Both books have an interesting premise of housewives bored of their husbands and having an affair on the side. The protagonists in both the cases try to walk out on their husbands but ultimately do go back to them. And that’s where the trouble is.

Anyone reading these books today would feel what’s the big deal. People do have feelings for one another even after they are married and do act on it. But the point to remember is the stories were set in the pre-liberalisation India, and the Bengali bhadralok audience wouldn’t have been ready for a ‘bold’ end. 
Illicit is the story of Jeena Banerjee, who is bored of her boxwallah husband Ashim and has an affair with her neighbour, Partha Majumdar.

Ashim leaves for Pune on official work, leaving his wife in Calcutta. Taking advantage of his absence, Jeena and Partha go to a resort near Puri for the time Ashim is in Pune. And there Jeena finds sexual fulfillment of a kind she hadn’t found with Ashim, who is 11 years her senior. She is so much into Partha that she even wears a bikini for him on an isolated beach, where he makes love to her.

But as the story evolves, Jeena finds that Partha, whom she is planning to marry, is no different from Ashim, and is only interested in her physical charms. Eventually, she abandons her plans to marry Partha, and takes the train back to Calcutta. 

The book borders on the unconventional, but it does end conventionally, with Jeena going back to her husband. Jeena’s character of a bored housewife who’s not sure whether she is actually in love with Partha or is just looking to have a fling is etched well. The other characters are more of cardboard cutouts, and needed more detailing. 

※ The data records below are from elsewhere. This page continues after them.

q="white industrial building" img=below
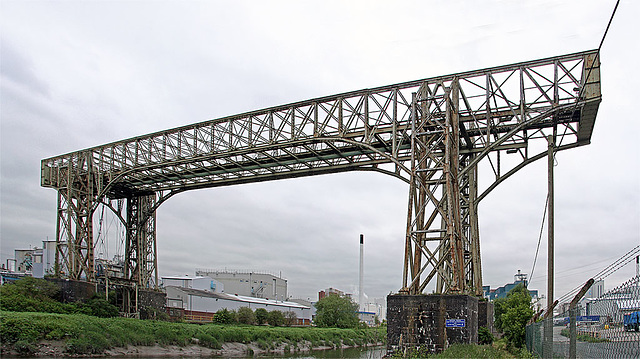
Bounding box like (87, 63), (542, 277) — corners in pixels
(6, 240), (56, 278)
(196, 269), (287, 301)
(162, 276), (312, 325)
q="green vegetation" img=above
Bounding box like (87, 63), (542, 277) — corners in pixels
(392, 341), (532, 359)
(255, 308), (269, 325)
(0, 311), (386, 355)
(237, 307), (256, 325)
(0, 277), (386, 356)
(560, 329), (610, 343)
(493, 284), (533, 348)
(478, 327), (493, 345)
(315, 295), (360, 328)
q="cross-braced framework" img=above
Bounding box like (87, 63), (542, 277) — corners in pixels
(41, 50), (601, 294)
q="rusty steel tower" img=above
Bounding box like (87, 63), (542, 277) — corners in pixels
(41, 50), (601, 295)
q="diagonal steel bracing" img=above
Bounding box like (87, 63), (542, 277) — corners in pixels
(41, 50), (601, 294)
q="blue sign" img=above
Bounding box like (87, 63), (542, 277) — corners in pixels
(576, 315), (600, 322)
(444, 319), (466, 328)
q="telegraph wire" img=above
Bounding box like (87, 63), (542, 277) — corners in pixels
(529, 193), (549, 282)
(558, 245), (640, 303)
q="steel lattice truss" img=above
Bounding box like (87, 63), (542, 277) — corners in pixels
(42, 51), (600, 293)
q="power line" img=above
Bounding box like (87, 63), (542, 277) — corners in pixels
(529, 193), (549, 282)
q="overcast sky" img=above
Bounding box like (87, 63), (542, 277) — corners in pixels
(0, 0), (640, 300)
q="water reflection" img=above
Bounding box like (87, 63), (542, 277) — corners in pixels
(254, 346), (386, 359)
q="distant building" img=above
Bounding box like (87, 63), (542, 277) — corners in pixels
(318, 287), (352, 300)
(162, 276), (312, 325)
(482, 270), (538, 301)
(162, 276), (224, 293)
(358, 311), (380, 327)
(196, 269), (287, 300)
(8, 240), (56, 278)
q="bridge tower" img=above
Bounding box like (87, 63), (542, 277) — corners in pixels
(41, 50), (601, 320)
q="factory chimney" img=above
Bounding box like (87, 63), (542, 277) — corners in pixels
(358, 234), (364, 312)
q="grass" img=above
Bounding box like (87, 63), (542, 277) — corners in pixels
(392, 340), (533, 359)
(560, 329), (610, 343)
(0, 311), (386, 354)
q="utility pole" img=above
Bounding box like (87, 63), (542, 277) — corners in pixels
(543, 135), (554, 358)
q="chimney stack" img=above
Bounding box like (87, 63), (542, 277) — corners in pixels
(358, 234), (364, 312)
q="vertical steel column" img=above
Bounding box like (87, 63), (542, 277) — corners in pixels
(469, 166), (482, 296)
(124, 194), (158, 288)
(54, 151), (99, 282)
(543, 136), (554, 358)
(444, 79), (466, 292)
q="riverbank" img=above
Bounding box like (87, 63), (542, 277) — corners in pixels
(0, 312), (386, 357)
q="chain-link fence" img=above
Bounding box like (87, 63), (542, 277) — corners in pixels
(527, 276), (640, 358)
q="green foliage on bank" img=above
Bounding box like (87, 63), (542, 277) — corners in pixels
(314, 295), (360, 328)
(493, 284), (533, 348)
(560, 329), (610, 343)
(0, 311), (386, 354)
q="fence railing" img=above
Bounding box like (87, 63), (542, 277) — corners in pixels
(526, 276), (640, 358)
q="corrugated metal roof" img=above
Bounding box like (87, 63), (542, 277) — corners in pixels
(168, 286), (311, 309)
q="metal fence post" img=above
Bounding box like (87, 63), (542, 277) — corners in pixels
(569, 278), (594, 359)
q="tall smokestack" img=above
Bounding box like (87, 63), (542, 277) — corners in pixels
(358, 234), (364, 312)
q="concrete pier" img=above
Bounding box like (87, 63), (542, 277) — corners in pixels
(387, 294), (480, 353)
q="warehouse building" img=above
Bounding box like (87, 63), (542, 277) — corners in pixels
(196, 269), (287, 301)
(162, 276), (312, 325)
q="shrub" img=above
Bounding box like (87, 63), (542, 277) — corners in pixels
(267, 310), (284, 327)
(237, 307), (256, 325)
(213, 308), (236, 324)
(315, 295), (359, 328)
(13, 340), (38, 356)
(478, 327), (493, 345)
(284, 311), (298, 327)
(81, 296), (120, 318)
(255, 308), (269, 325)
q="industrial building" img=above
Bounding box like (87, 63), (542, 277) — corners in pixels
(318, 287), (352, 300)
(196, 269), (287, 301)
(3, 240), (56, 278)
(482, 270), (538, 301)
(162, 276), (312, 325)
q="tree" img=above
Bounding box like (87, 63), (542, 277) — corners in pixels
(255, 308), (269, 325)
(493, 298), (507, 333)
(315, 295), (359, 328)
(500, 284), (533, 348)
(237, 307), (256, 325)
(267, 310), (284, 327)
(284, 311), (298, 327)
(213, 308), (236, 324)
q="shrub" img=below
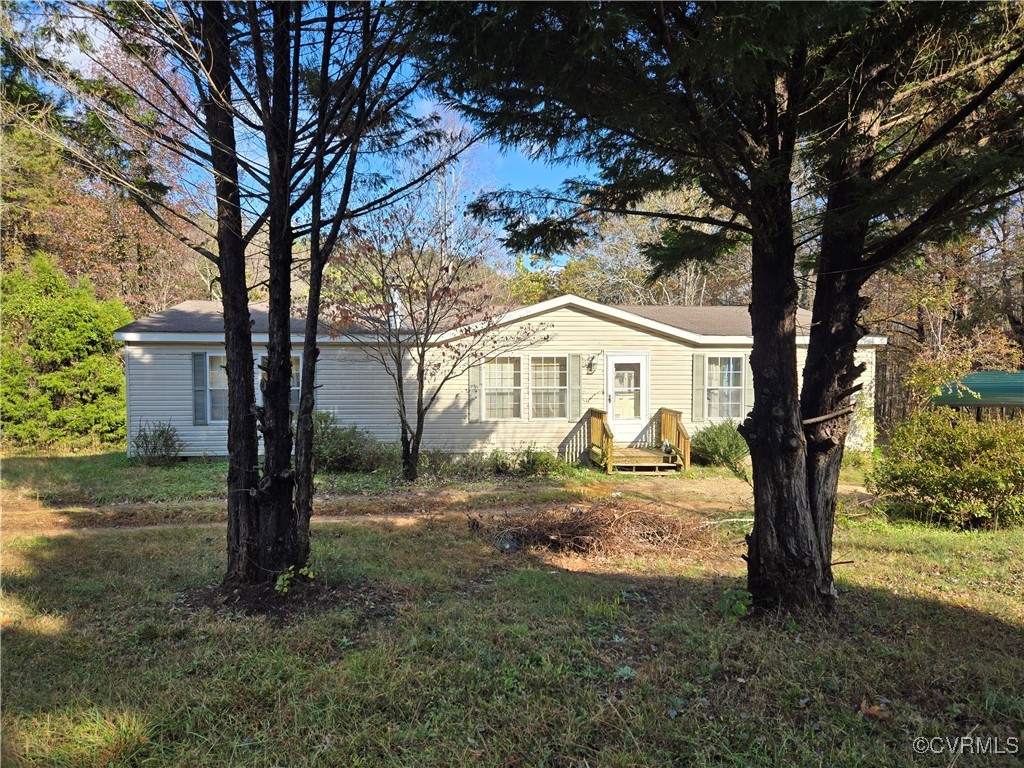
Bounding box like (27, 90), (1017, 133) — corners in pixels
(690, 421), (750, 471)
(0, 256), (131, 449)
(513, 445), (567, 477)
(313, 412), (395, 472)
(131, 421), (187, 467)
(871, 409), (1024, 528)
(420, 445), (570, 481)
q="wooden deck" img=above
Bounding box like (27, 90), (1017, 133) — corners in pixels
(613, 445), (683, 472)
(588, 408), (690, 474)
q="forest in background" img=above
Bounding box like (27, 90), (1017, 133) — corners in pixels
(0, 45), (1024, 450)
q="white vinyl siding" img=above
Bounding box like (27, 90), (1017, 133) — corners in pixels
(706, 355), (743, 419)
(125, 307), (874, 459)
(256, 354), (302, 414)
(529, 355), (569, 421)
(483, 356), (522, 420)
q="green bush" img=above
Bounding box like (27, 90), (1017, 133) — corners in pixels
(513, 445), (568, 477)
(420, 445), (571, 481)
(690, 421), (750, 471)
(0, 256), (131, 449)
(871, 409), (1024, 528)
(131, 421), (187, 467)
(313, 412), (398, 472)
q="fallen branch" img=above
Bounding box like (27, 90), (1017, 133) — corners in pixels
(804, 406), (857, 427)
(697, 517), (754, 528)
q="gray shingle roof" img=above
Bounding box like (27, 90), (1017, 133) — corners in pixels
(615, 304), (811, 336)
(118, 301), (305, 336)
(118, 301), (811, 336)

Though the story had a lot of potential, the story-telling fails to live up to it. For instance, we don’t get to know the exact nature of Jeena’s problem with Ashim. Also, the end seems mistimed, with the story ending just as the reader is beginning to develop some sympathy for Jeena, the lead character. This is a quick read; better story-telling could have taken it to
another level.

There Was No One At The Bus Stop, which was published a decade and a half earlier than Illicit, is clearly the better book. It narrates the story of a bored, lonely and ‘arty’ housewife, Trina, and a former artist-turned-film director-turned-interior decorator, Debashish.

Debashish was once a ladies’ man, but ended up marrying Chandana after she became pregnant with his child. After the marriage, he realised they did not get along and weren’t made for each other at all. 

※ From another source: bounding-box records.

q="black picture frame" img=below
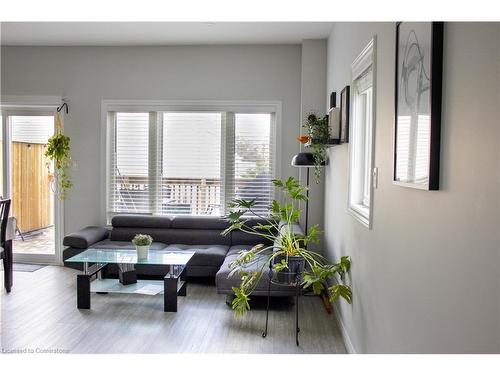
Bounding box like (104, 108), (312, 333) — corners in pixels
(340, 86), (351, 143)
(393, 22), (444, 190)
(329, 91), (337, 109)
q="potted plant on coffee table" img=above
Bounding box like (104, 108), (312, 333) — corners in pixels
(132, 234), (153, 259)
(222, 177), (352, 315)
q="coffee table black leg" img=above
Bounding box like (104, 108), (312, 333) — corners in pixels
(163, 273), (178, 312)
(76, 275), (91, 309)
(177, 268), (187, 297)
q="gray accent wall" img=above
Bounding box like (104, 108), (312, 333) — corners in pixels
(325, 23), (500, 353)
(1, 45), (301, 233)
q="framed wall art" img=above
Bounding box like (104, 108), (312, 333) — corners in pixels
(340, 86), (350, 143)
(393, 22), (444, 190)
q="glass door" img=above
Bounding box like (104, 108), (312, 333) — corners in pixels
(2, 110), (58, 263)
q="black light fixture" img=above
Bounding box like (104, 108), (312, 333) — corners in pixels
(292, 152), (326, 236)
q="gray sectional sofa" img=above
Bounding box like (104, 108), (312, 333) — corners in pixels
(63, 215), (296, 295)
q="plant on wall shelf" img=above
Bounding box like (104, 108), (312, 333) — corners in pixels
(222, 177), (352, 315)
(298, 113), (330, 184)
(45, 113), (73, 199)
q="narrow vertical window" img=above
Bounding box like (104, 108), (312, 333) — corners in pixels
(348, 39), (375, 227)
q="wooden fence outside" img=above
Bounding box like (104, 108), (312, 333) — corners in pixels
(12, 142), (54, 232)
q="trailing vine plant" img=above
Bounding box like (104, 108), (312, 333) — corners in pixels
(45, 113), (73, 199)
(299, 113), (330, 184)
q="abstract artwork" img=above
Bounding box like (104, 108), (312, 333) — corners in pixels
(394, 22), (443, 190)
(340, 86), (350, 143)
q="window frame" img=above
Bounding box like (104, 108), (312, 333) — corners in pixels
(100, 100), (282, 224)
(347, 36), (376, 229)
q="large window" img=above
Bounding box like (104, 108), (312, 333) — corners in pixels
(107, 111), (275, 218)
(349, 40), (375, 226)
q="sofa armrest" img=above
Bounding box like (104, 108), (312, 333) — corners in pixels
(63, 226), (109, 249)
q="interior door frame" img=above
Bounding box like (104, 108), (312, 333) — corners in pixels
(0, 97), (64, 265)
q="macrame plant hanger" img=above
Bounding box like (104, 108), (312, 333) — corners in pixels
(56, 102), (69, 134)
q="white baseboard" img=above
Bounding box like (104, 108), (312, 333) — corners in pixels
(332, 302), (358, 354)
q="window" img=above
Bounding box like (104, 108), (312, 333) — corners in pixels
(348, 39), (375, 227)
(107, 106), (275, 219)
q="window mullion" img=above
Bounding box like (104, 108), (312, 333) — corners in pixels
(221, 112), (235, 215)
(148, 112), (161, 215)
(106, 112), (118, 222)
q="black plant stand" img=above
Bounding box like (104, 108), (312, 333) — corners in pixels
(262, 262), (300, 346)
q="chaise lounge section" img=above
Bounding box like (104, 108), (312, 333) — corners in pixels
(63, 215), (302, 296)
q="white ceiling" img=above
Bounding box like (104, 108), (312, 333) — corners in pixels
(1, 22), (333, 46)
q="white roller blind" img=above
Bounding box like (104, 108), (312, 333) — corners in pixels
(160, 112), (222, 216)
(108, 112), (152, 213)
(233, 113), (274, 215)
(108, 111), (274, 217)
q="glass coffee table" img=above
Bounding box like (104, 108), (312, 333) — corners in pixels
(66, 248), (194, 312)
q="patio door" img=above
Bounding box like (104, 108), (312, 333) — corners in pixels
(2, 109), (61, 264)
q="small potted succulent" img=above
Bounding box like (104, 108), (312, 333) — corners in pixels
(132, 234), (153, 259)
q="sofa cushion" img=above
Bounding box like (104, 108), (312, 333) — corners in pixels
(226, 245), (253, 257)
(165, 244), (229, 269)
(92, 239), (167, 250)
(63, 226), (109, 249)
(109, 227), (171, 244)
(215, 253), (295, 296)
(172, 215), (229, 231)
(111, 215), (172, 228)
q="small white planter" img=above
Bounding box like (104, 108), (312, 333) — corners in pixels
(135, 245), (149, 259)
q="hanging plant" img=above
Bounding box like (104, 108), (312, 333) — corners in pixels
(299, 113), (330, 184)
(45, 113), (73, 199)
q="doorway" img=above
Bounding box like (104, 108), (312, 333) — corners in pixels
(2, 110), (60, 264)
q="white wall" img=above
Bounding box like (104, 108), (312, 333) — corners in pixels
(325, 23), (500, 353)
(1, 45), (301, 233)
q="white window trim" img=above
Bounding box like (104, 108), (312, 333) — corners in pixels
(347, 35), (377, 229)
(100, 99), (282, 223)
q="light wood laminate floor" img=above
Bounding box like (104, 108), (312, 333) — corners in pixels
(1, 266), (345, 354)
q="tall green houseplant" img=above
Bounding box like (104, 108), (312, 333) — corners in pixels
(222, 177), (352, 315)
(45, 113), (73, 199)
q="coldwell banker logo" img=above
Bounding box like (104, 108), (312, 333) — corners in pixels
(2, 348), (69, 354)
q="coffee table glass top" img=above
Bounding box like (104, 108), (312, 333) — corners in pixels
(66, 248), (194, 265)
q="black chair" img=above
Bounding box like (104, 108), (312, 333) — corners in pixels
(0, 199), (12, 293)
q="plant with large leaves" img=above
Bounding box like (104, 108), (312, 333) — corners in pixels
(222, 177), (352, 315)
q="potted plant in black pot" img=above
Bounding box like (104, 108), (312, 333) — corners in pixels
(223, 177), (352, 315)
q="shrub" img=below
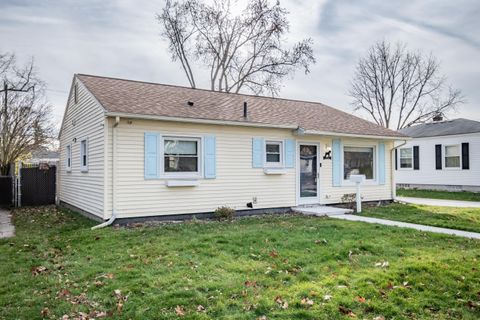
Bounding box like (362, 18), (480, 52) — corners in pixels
(213, 206), (235, 220)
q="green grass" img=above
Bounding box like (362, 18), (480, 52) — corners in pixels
(397, 189), (480, 201)
(362, 203), (480, 232)
(0, 208), (480, 319)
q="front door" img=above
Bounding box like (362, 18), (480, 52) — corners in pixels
(298, 144), (318, 204)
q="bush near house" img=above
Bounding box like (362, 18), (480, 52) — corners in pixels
(0, 207), (480, 319)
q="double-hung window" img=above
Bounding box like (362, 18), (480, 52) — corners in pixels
(445, 144), (461, 168)
(163, 137), (200, 175)
(343, 146), (375, 180)
(80, 140), (88, 172)
(65, 145), (72, 171)
(400, 148), (413, 169)
(265, 141), (283, 167)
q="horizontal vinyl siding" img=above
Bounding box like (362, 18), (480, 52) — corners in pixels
(395, 133), (480, 186)
(58, 83), (105, 218)
(106, 119), (391, 217)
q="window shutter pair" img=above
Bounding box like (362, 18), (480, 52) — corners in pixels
(144, 132), (217, 179)
(435, 142), (470, 170)
(252, 137), (295, 168)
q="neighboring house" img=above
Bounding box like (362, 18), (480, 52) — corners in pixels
(58, 75), (405, 219)
(395, 119), (480, 191)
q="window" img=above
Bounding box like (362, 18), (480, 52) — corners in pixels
(65, 145), (72, 171)
(400, 148), (413, 169)
(445, 144), (461, 168)
(163, 137), (200, 174)
(343, 147), (375, 180)
(80, 140), (88, 172)
(265, 141), (283, 167)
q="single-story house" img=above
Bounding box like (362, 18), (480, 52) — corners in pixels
(58, 74), (406, 220)
(395, 117), (480, 192)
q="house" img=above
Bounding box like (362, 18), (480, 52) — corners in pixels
(395, 118), (480, 192)
(58, 74), (405, 220)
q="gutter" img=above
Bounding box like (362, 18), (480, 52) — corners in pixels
(390, 138), (411, 200)
(92, 116), (120, 230)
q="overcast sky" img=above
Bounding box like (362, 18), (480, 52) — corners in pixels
(0, 0), (480, 130)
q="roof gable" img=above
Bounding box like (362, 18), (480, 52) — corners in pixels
(77, 74), (404, 138)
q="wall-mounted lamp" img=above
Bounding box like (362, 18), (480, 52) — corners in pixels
(323, 144), (332, 160)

Debashish and Trina, who had been neighbours when they were kids, meet years later, when Debashish is hired by Sachin, Trina’s husband, to redo their ancestral home. Even as the interiors of the house get renovated, Debashish and Trina duly
fall in love.

But Debashish does not pursue Trina as both are married and have children of their own. As Debashish puts it, “It would have been wonderful if we’d met at the right age and at the right time.” 
Chandana, in the meantime, commits suicide following a nervous breakdown. The blame for it, of course, falls on Debashish, who, now free of any commitments, pursues Trina vigorously.  

The novel is set on a Sunday, when Debashish has asked Trina to meet her at a bus stop in south Calcutta. Trina is all confused about what to do. And so is Debashish. But despite the confusion, they both go to Debashish’s house, and the inevitable happens. Trina wants to walk out on her family and move in with Debashish, and so does Debashish.

And that’s what they do, at least for a while, till Trina starts to feel uncomfortable and decides to go back to her husband.
In both these novels, the lead characters want to break away from their families but are bound by the times they live in. Trina is overcome by guilt, and finds it difficult to differentiate between love and sin. “Love was one thing, sin was another — and although it was difficult to differentiate love from sin, Trina had learnt to identify some of the signs,” writes Mukhopadhyay. Yet at the same time there is a craving for something new.

Mukhopadhyay’s style is simple and laced with sentimentality. The characters are better drawn than in Palit’s Illicit. Both are quick reads and give us a peek into the times gone by.